Hello everyone,
I have zero knowledge about bioinformatics and I am sorry about if this question comes as oblivious but I've done lots of research and couldn't find an answer.
Let's say I have FASTQ file and I need to find most frequent 25 K-mers (k=30) in this file. What should be the algorithmic approach?

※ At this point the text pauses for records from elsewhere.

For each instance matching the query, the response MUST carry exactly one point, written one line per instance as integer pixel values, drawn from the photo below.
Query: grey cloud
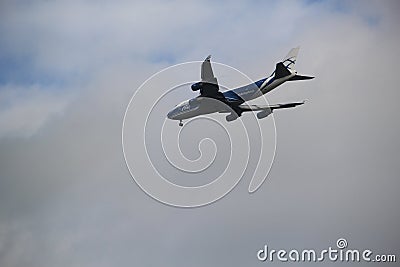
(66, 197)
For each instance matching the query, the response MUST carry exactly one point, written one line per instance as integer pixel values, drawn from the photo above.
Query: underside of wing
(208, 85)
(245, 107)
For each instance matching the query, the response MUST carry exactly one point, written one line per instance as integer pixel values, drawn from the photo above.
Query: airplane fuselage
(202, 105)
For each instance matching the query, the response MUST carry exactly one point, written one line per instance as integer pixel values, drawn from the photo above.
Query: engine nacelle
(197, 86)
(263, 114)
(231, 117)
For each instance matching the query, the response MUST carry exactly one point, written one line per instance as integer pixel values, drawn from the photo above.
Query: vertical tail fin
(290, 60)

Let's say file is something like this:
@SEQ_ID
GATTTGGGGTTCAAAGCAGTATCGATCAAATAGTAAATCCATTTGTTCAACTCACAGTTT
+
!''*((((***+))%%%++)(%%%%).1***-+*''))**55CCF>>>>>>CCCCCCC65
@SEQ_ID
GATTTGGGAGTAAATCCATTTGTTCAACTCACAGTTTGTTCAAAGCAGTATCGATCAAAT
+
!''*((((***+))%%%++)(%%%%).1***-+*''))**55CCF>>>>>>CCCCCCC65
What I do is, I first read the first line after @SEQ_ID
and find all possible 30-mers (as substrings) from it, then I move on the second sequence after second @SEQ_ID
and find 30-mers from there as well.
However, I couldn't find any information about: Should I concatenate these two strings together and look for k-mers there?
In other words, should I count (for example) last 10 characters of the first line and first 20 characters of second line as a k-mer?
Thank you
Thanks for the answer Matt. Any text editor on Mac is just freezing trying to open the output khmer produces. Any ideas?
man less?............
It produces a binary file. Makes no sense.
If you provide information about which script you ran and with what parameters I might be able to help. If you're using the
load-into-counting.py
script then you need to process the output mer graph (probably your binary file) using theabundance-dist.py
script.After reading the docs and this answer, it's more clear. Thank you very much for the help Matt!